2. Restate — Durable Mode

The agent runs as a Restate workflow with journaled execution, crash recovery, and lifecycle hooks.

# Terminal 1: Start Restate
restate-server --dev

# Terminal 2: Start the agent workflow server
cargo run --bin restate-server

# Terminal 3: Register + invoke
curl -X POST http://localhost:9070/deployments \
  -H 'Content-Type: application/json' \
  -d '{"uri": "http://localhost:9091"}'

curl -X POST http://localhost:8080/AgentWorkflow/task-1/run \
  -H 'Content-Type: application/json' \
  -d '{"task": "Write a sorting algorithm in Python"}'

# Check status
curl http://localhost:8080/AgentWorkflow/task-1/status

Response:

{"turn": 5, "phase": "completed", "total_tokens": 2341, "output": "...", "error": null}

3. MCP Server — Claude Desktop / VS Code

The agent exposes 4 tools via the Model Context Protocol:

Tool	Description
`run_task`	Full agent workflow via Restate
`execute_python`	Policy-checked Python execution
`apply_patch`	Unified diff file editing
`check_policy`	Command safety evaluation

# Start MCP server (stdio)
cargo run --bin mcp-server

Claude Desktop config (~/.config/claude/claude_desktop_config.json):

{
  "mcpServers": {
    "rig-rlm": {
      "command": "/path/to/target/release/mcp-server"
    }
  }
}

4. A2A Server — Agent-to-Agent Protocol

The agent exposes itself as an A2A-compatible agent over HTTP, discoverable via /.well-known/agent.json.

Method	Description
`GET /.well-known/agent.json`	Agent Card (name, skills, capabilities)
`POST /` — `message/send`	Synchronous task execution (JSON-RPC response)
`POST /` — `message/stream`	Streaming execution via SSE (`text/event-stream`)

Start the server

# With Nix flake (recommended — sets LD_LIBRARY_PATH automatically)
cargo run --bin a2a-server -- --port 9999

# Without Nix flake (set LD_LIBRARY_PATH for PyO3 manually)
LD_LIBRARY_PATH="/path/to/python/lib:$LD_LIBRARY_PATH" \
  cargo run --bin a2a-server -- --port 9999

The server auto-detects OpenRouter API keys (sk-or-*) from OPENAI_API_KEY in .env and sets the base URL accordingly. Default model: arcee-ai/trinity-large-preview:free.

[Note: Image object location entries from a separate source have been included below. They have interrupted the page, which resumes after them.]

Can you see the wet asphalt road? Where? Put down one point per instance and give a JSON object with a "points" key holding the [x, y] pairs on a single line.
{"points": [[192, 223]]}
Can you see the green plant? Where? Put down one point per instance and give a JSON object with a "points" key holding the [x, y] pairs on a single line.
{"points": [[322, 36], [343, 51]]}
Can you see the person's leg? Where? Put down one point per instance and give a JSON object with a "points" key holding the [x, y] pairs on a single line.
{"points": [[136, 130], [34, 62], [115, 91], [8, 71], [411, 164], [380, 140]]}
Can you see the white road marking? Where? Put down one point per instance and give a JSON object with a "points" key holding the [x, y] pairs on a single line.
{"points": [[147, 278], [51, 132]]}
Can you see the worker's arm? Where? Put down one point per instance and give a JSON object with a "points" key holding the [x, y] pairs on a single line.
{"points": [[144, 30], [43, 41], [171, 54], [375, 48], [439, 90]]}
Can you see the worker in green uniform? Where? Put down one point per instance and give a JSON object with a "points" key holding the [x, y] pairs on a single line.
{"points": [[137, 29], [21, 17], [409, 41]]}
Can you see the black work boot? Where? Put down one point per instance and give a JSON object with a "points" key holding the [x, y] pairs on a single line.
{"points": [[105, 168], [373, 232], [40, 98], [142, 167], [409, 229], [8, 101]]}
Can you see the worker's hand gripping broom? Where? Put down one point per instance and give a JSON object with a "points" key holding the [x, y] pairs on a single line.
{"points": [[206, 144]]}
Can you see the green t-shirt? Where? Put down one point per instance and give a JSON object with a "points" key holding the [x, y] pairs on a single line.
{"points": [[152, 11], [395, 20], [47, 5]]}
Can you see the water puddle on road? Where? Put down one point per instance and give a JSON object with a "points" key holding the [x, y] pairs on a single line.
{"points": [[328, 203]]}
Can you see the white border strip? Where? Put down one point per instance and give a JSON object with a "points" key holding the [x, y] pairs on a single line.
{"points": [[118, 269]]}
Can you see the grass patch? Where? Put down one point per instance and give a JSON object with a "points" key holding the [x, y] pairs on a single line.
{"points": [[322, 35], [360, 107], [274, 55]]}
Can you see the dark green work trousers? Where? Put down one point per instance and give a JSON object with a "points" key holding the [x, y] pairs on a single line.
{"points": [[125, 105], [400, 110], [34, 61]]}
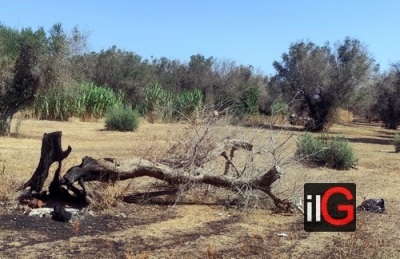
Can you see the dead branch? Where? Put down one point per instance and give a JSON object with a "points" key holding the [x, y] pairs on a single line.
{"points": [[105, 170]]}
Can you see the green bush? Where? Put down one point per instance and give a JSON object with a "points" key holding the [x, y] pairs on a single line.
{"points": [[333, 152], [396, 143], [159, 104], [122, 118], [83, 100]]}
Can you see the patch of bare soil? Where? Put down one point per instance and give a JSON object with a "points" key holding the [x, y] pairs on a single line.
{"points": [[199, 226]]}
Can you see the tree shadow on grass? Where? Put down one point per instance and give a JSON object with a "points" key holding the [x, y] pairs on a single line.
{"points": [[371, 141]]}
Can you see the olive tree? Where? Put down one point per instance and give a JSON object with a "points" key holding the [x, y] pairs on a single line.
{"points": [[21, 54], [387, 105], [319, 79]]}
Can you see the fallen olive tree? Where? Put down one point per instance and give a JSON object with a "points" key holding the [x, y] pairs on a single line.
{"points": [[178, 169]]}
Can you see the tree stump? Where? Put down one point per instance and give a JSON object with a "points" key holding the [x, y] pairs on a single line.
{"points": [[51, 152]]}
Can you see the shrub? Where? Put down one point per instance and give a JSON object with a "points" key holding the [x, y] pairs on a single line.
{"points": [[340, 154], [122, 118], [83, 100], [334, 152], [396, 143], [159, 104], [310, 149]]}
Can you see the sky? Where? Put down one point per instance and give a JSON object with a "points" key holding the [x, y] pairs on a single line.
{"points": [[251, 32]]}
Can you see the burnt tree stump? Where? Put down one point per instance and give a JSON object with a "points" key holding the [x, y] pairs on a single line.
{"points": [[51, 152]]}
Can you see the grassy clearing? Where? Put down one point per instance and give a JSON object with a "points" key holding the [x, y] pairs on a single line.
{"points": [[200, 227]]}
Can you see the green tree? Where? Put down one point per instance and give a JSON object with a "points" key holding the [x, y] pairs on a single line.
{"points": [[321, 79], [388, 102], [24, 75]]}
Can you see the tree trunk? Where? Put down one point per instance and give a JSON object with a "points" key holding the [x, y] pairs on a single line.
{"points": [[51, 152], [106, 170]]}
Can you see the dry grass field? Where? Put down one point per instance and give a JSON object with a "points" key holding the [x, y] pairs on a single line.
{"points": [[199, 226]]}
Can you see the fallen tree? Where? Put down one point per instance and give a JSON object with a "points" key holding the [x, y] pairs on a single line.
{"points": [[177, 171]]}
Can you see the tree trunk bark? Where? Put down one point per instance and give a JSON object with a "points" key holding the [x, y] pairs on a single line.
{"points": [[106, 170], [51, 152]]}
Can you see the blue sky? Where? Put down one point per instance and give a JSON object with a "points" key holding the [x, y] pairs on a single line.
{"points": [[248, 32]]}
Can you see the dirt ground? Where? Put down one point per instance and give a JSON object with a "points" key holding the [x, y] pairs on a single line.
{"points": [[199, 226]]}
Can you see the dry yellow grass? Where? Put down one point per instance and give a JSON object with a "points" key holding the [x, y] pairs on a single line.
{"points": [[201, 230]]}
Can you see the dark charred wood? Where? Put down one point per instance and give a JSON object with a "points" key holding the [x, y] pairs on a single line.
{"points": [[60, 214], [105, 171], [51, 152]]}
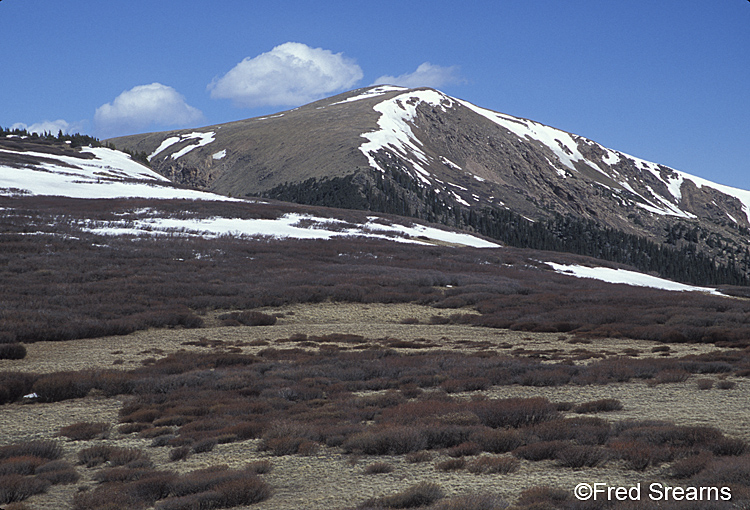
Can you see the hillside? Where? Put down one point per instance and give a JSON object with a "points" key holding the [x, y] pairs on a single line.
{"points": [[167, 348], [424, 154]]}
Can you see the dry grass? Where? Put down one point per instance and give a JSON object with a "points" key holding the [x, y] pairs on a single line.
{"points": [[299, 481]]}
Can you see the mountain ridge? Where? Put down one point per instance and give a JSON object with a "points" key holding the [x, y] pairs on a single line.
{"points": [[422, 153]]}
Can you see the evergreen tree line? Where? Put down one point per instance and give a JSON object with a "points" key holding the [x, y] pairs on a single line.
{"points": [[75, 139], [397, 193]]}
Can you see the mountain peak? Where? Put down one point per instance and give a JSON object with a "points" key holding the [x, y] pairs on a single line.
{"points": [[423, 153]]}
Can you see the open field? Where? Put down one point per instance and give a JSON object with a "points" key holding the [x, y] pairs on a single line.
{"points": [[179, 372], [327, 477]]}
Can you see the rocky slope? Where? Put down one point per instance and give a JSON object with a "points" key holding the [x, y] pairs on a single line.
{"points": [[422, 153]]}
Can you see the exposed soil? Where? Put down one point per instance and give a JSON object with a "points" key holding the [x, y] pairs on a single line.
{"points": [[331, 479]]}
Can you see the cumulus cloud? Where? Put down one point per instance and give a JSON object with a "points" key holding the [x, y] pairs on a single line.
{"points": [[290, 74], [426, 75], [46, 126], [144, 106]]}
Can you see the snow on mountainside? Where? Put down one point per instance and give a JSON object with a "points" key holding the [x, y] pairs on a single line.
{"points": [[103, 173], [95, 172], [422, 153]]}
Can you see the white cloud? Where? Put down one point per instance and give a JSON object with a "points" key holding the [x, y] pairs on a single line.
{"points": [[144, 106], [426, 75], [289, 74], [46, 126]]}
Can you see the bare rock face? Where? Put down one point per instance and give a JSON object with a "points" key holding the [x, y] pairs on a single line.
{"points": [[422, 153]]}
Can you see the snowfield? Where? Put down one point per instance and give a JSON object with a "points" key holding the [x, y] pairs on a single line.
{"points": [[394, 132], [288, 226], [609, 275], [110, 174]]}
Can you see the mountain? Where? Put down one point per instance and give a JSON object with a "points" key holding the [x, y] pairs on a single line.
{"points": [[425, 154], [50, 167]]}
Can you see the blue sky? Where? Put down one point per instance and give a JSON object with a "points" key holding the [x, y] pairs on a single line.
{"points": [[667, 80]]}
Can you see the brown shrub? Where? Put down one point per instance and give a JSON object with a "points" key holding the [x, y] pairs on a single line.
{"points": [[83, 431], [205, 445], [690, 466], [577, 456], [543, 495], [379, 468], [417, 457], [50, 450], [451, 464], [472, 502], [63, 386], [669, 376], [638, 456], [542, 450], [513, 412], [466, 448], [598, 406], [58, 472], [20, 465], [704, 384], [18, 488], [493, 465], [726, 385], [496, 440], [12, 351], [179, 453], [421, 494], [259, 467], [386, 441]]}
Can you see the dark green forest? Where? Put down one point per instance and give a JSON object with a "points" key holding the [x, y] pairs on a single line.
{"points": [[397, 193]]}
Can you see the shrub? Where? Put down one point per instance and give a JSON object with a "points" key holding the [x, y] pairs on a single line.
{"points": [[249, 318], [726, 385], [669, 376], [421, 494], [690, 466], [99, 454], [472, 502], [12, 351], [596, 406], [542, 495], [58, 472], [497, 441], [20, 465], [704, 384], [379, 468], [205, 445], [542, 450], [386, 441], [513, 412], [577, 456], [493, 465], [50, 450], [18, 488], [62, 386], [417, 457], [179, 453], [259, 467], [84, 430], [465, 448], [451, 464]]}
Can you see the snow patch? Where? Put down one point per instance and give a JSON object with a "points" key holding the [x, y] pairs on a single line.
{"points": [[291, 225], [203, 139], [394, 130], [370, 93], [110, 174], [634, 278]]}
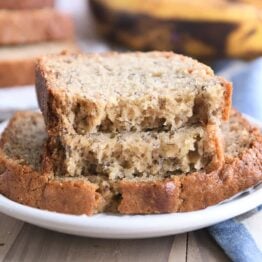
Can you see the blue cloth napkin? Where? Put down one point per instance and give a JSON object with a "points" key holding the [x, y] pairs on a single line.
{"points": [[241, 237]]}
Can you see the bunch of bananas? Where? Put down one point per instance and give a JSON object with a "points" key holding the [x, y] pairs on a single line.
{"points": [[200, 28]]}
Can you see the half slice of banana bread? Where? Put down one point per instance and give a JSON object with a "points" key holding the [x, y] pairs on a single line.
{"points": [[116, 92], [135, 154], [21, 152]]}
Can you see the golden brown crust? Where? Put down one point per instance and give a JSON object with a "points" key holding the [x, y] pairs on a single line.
{"points": [[51, 100], [71, 197], [38, 25], [24, 185], [195, 191], [177, 194], [228, 99], [25, 4]]}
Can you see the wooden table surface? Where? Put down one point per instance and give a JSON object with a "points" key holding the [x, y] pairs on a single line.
{"points": [[21, 242]]}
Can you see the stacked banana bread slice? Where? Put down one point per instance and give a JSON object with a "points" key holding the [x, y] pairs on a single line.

Logs are written to a2a-server.log in the working directory.

Test: Agent Card Discovery

curl -s http://localhost:9999/.well-known/agent.json | python3 -m json.tool

Expected: JSON with agent name, description, skills, and supported protocols.

Test: `message/send` — Simple Math

curl -s -m 30 -X POST http://localhost:9999/ \
  -H 'Content-Type: application/json' \
  -d '{
    "jsonrpc": "2.0",
    "id": 1,
    "method": "message/send",
    "params": {
      "message": {
        "role": "user",
        "parts": [{"kind": "text", "text": "What is 2+2?"}]
      },
      "metadata": {}
    }
  }'

Test: `message/send` — Coding Task (Python execution via PyO3)

curl -s -m 120 -X POST http://localhost:9999/ \
  -H 'Content-Type: application/json' \
  -d '{
    "jsonrpc": "2.0",
    "id": 2,
    "method": "message/send",
    "params": {
      "message": {
        "role": "user",
        "parts": [{"kind": "text", "text": "Write a Python function that implements merge sort. Test it with [38, 27, 43, 3, 9, 82, 10] and print the sorted result."}]
      },
      "metadata": {}
    }
  }'

Note: Complex coding tasks may take 30–70s depending on the LLM. Use -m 120 for generous timeouts.

5. Agent Gateway — Proxied A2A & MCP

agentgateway is a Linux Foundation data plane that proxies A2A and MCP traffic with security, observability, and governance.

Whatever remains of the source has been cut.